Okula ilk adım attığımızda karşılaştığımız kalabalık, bizi hem ürkütmüş hem de meraklandırmıştı. Bin beş yüz öğrenciyle dolup taşan bu okul, hareketli ve canlıydı. Herkes bir koşuşturma içindeydi. Bavullarımızı alıp yatakhanelerimize yerleşirken kalbimiz heyecanla çarpıyordu. Yatacak yerlerimiz ve dolaplrımız belirlrendi. Oğuz ile ayrı sınıflarda olduğumuz için yatak odalarımız da farklıydı. Yatakhaneler düzenliydi; odalar ve yataklar tertemizdi. Fakat içimizdeki boşluk bir türlü dolmuyordu. Kısa zamanda sınıf arkadaşlarımızla kaynaşmış, sanki bir ailedeki kardeşler gibi olmuştuk.
Akşam oldu. İlk günün yorgunluğu ve duygusallığıyla yataklarımıza uzandık. Bir şey demeden başımızı yastığa koyduk. O gece uykumuz kaçtı; evimizi, ailemizi düşündük. Fakat sabah güneş doğduğunda içimizde farklı bir his vardı. Artık burası bizim yuvamızdı ve biz, burada büyüyecek, öğrenip gelişecektik.
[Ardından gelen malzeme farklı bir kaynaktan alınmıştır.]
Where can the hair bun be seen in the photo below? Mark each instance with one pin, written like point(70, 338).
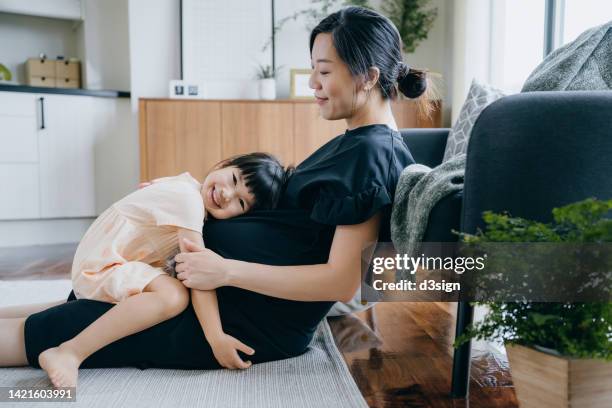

Bu okul, hem öğretmen hem de hayatı öğreten bir yerdi. İlk günlerde zorlandık, evimizi özledik ama zamanla buraya bağlandık. Savaştepe İlköğretmen Okulu, bize yalnızca bilgi değil, dostluklar, kardeşlikler ve hayata dair unutulmaz dersler de verecekti. Ve biz, bu yuvanın bir parçası olmanın gururunu hep taşıyacaktık.